Catholic teaching, perhaps not the most sophisticated strain of it even back in the mid-1950’s, taught that all souls get an Angel assigned to protect and be your guardian if you will. Since I was well on my way to being a little apostate at the age of eight I always thought the nuns were just trying to get us to not keep our books next to us on our seats, which we would frequently push off the seat and crash to the floor.  And of course in today’s age of significant childhood obesity there would be many kids who couldn't make room for any Angel’s butt with their own barely fitting in the seat.

If anyone seriously presented me with the possibility of my having a guardian angel today I might ask about the 1200 kids under 5 years of age who die of malaria daily and where the fuck are their Guardian Angels. It would seem like those angels are being quite the slackers and probably should be fired. And there are other countless examples of various forms of hideous human suffering that bring the whole concept of guardian angels into serious question.

Belief in angels for me personally of course brings into question all sorts of other queries about the spiritual and ending of course with the real big one ‘what the hell does happen once we die’. If I play my cards right will I be escorted into heaven by my own angel or much more likely, if you buy this horse-pucky at all, will I be given a GPS map straight to hell with my own guardian angel sadly saying ‘well I tried to save your sorry ass’ and waving good-bye, forever.

Most days I wake up pretty much a dyed in the wool atheist and thankful for the daily Facebook posts by Richard Dawkins.
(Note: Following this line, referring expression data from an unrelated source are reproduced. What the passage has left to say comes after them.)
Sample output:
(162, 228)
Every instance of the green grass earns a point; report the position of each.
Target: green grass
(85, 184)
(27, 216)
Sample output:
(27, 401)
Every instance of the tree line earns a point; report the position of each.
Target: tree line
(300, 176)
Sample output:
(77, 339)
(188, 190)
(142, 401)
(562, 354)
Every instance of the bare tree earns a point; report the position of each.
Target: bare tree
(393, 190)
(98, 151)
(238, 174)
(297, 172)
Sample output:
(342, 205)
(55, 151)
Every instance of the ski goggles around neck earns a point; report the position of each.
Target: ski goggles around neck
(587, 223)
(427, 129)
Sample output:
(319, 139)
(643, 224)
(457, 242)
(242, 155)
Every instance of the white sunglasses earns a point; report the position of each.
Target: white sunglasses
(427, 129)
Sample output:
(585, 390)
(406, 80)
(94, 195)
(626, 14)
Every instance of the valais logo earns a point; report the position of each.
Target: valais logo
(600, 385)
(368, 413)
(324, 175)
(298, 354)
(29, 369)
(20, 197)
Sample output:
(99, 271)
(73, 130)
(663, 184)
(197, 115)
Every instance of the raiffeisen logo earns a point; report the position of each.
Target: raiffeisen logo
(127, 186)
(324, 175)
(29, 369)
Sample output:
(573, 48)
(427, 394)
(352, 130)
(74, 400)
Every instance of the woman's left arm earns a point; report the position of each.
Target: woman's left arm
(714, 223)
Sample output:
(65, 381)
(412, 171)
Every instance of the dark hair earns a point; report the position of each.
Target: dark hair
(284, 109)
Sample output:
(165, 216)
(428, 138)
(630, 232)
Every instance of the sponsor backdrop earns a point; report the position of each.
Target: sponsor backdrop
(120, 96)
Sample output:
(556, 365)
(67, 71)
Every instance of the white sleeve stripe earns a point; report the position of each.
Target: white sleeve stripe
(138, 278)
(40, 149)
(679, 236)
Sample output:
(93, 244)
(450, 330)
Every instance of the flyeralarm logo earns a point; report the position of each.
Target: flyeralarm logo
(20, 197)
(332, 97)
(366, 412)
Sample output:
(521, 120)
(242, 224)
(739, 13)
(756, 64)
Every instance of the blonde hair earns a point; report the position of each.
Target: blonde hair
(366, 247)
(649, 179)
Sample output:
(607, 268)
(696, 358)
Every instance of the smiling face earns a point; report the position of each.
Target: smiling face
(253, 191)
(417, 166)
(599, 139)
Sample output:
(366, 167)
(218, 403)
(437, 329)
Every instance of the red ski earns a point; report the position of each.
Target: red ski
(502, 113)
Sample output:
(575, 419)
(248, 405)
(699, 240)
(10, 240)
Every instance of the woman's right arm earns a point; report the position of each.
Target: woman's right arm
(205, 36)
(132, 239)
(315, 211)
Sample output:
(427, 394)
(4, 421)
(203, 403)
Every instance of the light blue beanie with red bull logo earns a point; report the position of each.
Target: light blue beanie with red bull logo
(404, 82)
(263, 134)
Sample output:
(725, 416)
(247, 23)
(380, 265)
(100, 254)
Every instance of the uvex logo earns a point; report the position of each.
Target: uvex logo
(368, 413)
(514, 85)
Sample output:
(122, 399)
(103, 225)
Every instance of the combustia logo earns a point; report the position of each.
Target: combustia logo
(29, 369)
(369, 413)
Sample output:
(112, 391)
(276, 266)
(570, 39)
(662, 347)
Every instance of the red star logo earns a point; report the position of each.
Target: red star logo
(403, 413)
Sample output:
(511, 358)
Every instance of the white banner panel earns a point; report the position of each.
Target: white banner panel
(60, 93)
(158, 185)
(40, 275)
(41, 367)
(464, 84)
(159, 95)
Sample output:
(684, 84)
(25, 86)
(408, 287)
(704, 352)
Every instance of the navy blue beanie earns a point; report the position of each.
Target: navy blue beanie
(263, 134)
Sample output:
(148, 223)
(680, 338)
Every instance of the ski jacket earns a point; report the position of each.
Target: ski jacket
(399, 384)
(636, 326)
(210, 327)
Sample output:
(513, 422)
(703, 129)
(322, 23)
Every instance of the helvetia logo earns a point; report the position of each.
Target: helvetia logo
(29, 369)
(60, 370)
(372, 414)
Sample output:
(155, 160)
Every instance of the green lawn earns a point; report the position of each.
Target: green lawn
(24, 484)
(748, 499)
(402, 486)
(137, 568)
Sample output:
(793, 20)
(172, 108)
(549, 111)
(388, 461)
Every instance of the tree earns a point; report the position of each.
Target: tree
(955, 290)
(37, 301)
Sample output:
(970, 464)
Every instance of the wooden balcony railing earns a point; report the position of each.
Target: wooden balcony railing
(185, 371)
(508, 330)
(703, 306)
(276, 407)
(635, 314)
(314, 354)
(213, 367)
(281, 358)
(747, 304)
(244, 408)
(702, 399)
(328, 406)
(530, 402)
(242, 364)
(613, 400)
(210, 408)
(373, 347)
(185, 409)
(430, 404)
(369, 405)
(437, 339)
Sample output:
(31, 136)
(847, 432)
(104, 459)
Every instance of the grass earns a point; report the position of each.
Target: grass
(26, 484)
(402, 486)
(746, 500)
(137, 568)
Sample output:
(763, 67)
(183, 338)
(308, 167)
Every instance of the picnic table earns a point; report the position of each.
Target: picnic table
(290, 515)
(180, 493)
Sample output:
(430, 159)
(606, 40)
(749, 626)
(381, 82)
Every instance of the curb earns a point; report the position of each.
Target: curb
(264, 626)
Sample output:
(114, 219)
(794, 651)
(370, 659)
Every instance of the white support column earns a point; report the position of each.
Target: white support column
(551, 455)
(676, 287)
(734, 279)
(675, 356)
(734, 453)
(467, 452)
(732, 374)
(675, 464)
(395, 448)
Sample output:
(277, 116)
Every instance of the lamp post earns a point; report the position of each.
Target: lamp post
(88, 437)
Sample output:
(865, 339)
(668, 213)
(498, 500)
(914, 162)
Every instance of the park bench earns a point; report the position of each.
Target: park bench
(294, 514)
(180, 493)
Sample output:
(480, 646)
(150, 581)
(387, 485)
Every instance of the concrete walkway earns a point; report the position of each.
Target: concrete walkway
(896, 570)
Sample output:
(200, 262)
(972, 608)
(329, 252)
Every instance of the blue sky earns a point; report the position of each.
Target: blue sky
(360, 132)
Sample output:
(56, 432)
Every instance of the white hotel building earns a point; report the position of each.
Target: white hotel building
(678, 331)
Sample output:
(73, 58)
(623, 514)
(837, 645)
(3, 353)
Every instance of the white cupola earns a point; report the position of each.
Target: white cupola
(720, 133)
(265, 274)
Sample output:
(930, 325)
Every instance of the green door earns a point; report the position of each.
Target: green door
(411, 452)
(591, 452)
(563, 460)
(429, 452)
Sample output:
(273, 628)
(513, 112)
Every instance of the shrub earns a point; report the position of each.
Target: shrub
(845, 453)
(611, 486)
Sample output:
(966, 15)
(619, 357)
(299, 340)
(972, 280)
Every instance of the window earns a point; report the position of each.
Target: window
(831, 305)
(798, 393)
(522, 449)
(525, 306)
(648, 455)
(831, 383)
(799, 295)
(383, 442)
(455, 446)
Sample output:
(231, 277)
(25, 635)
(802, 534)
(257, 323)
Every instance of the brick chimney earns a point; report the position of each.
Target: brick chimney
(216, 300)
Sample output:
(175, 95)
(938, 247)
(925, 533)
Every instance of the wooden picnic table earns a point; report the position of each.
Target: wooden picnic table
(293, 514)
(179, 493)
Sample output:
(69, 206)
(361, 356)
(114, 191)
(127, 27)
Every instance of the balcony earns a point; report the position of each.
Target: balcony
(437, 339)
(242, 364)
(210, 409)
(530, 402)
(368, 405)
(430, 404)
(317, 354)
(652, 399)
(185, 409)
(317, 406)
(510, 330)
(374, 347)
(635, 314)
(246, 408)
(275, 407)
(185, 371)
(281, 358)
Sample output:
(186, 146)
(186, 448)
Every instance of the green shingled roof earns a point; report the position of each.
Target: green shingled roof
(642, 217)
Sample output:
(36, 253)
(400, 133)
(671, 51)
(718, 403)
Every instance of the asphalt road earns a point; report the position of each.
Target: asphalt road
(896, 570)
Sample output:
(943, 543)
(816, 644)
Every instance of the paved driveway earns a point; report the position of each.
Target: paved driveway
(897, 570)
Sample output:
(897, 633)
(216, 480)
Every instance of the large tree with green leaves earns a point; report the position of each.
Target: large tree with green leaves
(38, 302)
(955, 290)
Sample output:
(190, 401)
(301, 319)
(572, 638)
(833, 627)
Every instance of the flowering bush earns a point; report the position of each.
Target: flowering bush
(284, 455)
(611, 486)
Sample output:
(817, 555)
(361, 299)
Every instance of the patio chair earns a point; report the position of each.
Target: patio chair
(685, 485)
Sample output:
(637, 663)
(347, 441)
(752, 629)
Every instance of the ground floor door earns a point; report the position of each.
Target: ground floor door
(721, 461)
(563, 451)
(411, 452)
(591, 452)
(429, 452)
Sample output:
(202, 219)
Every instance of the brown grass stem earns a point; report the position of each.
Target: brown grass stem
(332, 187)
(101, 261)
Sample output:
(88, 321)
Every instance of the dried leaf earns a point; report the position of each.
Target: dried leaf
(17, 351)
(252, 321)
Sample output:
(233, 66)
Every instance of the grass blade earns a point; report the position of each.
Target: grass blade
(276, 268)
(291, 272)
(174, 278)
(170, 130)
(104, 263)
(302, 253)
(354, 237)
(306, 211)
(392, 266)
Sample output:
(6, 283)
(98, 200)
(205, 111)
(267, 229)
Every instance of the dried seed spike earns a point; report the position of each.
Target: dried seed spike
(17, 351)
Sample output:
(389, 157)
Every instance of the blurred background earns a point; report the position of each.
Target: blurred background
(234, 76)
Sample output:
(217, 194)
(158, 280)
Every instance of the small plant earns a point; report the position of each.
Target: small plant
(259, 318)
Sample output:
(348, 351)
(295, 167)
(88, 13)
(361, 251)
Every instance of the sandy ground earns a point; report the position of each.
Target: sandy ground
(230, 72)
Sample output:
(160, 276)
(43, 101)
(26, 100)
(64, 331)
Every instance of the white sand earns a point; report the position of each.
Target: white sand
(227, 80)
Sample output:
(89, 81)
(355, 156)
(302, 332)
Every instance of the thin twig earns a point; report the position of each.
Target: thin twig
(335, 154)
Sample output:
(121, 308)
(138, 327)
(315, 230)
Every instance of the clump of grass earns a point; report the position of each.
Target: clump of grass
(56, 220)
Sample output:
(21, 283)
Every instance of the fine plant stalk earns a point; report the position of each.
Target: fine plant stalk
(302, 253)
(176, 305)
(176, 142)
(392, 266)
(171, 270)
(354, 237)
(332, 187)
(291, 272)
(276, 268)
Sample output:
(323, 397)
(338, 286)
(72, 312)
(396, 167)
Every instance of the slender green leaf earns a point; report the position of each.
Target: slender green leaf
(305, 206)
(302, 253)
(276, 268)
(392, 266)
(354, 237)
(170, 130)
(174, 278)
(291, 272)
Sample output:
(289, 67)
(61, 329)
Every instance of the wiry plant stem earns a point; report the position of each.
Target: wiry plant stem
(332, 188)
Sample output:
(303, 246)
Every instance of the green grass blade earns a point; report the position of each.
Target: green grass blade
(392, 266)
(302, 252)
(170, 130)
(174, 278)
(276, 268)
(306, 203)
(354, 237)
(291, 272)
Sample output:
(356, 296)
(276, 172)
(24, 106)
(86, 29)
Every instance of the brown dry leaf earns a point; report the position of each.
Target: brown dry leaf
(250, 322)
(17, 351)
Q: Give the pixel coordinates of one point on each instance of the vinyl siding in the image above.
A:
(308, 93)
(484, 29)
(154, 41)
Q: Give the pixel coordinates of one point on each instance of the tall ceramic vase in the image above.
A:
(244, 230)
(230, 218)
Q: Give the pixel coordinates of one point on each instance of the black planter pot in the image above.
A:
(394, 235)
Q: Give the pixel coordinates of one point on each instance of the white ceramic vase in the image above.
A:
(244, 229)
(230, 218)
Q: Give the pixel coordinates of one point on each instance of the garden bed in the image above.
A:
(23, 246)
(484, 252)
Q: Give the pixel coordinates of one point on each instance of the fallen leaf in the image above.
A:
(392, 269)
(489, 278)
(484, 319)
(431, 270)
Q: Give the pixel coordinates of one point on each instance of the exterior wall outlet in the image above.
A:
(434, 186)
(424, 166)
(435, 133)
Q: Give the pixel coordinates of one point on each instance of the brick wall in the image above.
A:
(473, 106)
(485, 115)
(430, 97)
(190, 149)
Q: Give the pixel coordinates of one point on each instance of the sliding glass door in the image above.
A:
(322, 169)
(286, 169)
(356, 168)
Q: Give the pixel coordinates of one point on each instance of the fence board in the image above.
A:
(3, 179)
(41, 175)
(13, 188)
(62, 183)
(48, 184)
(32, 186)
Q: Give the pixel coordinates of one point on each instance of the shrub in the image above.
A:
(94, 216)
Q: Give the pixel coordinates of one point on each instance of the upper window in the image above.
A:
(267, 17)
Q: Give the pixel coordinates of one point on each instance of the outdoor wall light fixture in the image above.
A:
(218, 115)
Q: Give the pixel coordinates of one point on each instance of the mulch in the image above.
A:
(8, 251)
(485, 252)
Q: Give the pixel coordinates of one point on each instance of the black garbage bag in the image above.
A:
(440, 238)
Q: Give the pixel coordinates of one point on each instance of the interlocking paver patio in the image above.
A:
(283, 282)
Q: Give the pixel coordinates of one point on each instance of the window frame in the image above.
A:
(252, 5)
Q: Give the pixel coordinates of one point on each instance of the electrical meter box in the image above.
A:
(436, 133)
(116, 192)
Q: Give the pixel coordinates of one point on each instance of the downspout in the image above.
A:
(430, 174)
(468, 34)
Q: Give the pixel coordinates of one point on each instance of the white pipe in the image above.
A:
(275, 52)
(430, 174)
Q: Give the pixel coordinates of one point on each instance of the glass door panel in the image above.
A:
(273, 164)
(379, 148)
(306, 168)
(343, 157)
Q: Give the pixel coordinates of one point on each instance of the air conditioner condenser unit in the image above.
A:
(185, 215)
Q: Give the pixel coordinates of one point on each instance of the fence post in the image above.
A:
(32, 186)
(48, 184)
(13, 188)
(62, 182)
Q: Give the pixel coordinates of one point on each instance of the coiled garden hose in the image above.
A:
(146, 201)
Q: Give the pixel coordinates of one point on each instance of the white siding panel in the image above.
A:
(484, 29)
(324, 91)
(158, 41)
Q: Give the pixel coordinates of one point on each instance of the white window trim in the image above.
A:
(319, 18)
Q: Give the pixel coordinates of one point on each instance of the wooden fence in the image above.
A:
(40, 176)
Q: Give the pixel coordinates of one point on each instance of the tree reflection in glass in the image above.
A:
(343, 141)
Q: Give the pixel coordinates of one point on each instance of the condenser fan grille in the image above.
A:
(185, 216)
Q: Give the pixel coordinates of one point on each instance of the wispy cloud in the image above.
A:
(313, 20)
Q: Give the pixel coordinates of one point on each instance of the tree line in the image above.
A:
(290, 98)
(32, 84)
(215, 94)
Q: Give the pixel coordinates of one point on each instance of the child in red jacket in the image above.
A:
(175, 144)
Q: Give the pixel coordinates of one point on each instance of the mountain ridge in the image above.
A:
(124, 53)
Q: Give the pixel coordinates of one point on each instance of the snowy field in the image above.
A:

I do though admit to recently being drawn back to the writings and recordings of the great philosopher Ken Wilber, who lives here in Denver by the way.

Wilber is no fan of the new atheists, Harris, Dawkins Hitchens etc. but he does have a bit more sophisticated take on the possibility of an afterlife than angelic escorts to the great beyond. I most recently have listened and am re-listening to a series of over seven hours of CD interviews with Wilber on the Future of Spirituality conducted by Tami Simon in 2013, the wonderful lesbian woman who owns Sounds True in Boulder.

When talking about the possibility of God existing it has been difficult for me, and I think for Tami also, to pin Ken down on this. He certainly implies a ‘spiritual’ force moving the evolutionary reality of our Universe along its way. One of my favorite Ken takes on this is that it seems highly unlikely that it has been simple chance that has led “from dirt to Shakespeare”. Though I am still not completely buying this I am back listening to him and we’ll see where it ends up.

For now I am left with the stark belief and extremely non-momentous reality of my own impending demise and that that most likely will be the end of me with no angel involvement happening. At our current state of evolution it its so very difficult for us to imagine anything else going on after we are gone. This is such a freaky thing for us to ponder that we have conjured up Angels and a whole host of other deities and after-life myths since we left the trees of the African Savannah.

The raw reality of it all is summed up nicely in these few lines from of course a Grateful Dead song called Black Peter. It is a tune about a guy dying of something nasty and coming to the following realization about his own demise:

See here how everything
Lead up to this day
And it’s just like any other day
That’s ever been
Sun going up and then
The sun going down
Shine through my window.
Lyrics by Robert Hunter

I don’t mean to be a big buzz-kill here so if Angels blow your skirt up by all means just scoot over and invite them to have a seat.

© December 2014 

About the Author 

I was born in La Porte Indiana in 1949, raised on a farm and schooled by Holy Cross nuns. The bulk of my adult life, some 40 plus years, was spent in Denver, Colorado as a nurse, gardener and gay/AIDS activist. I have currently returned to Denver after an extended sabbatical in San Francisco, California.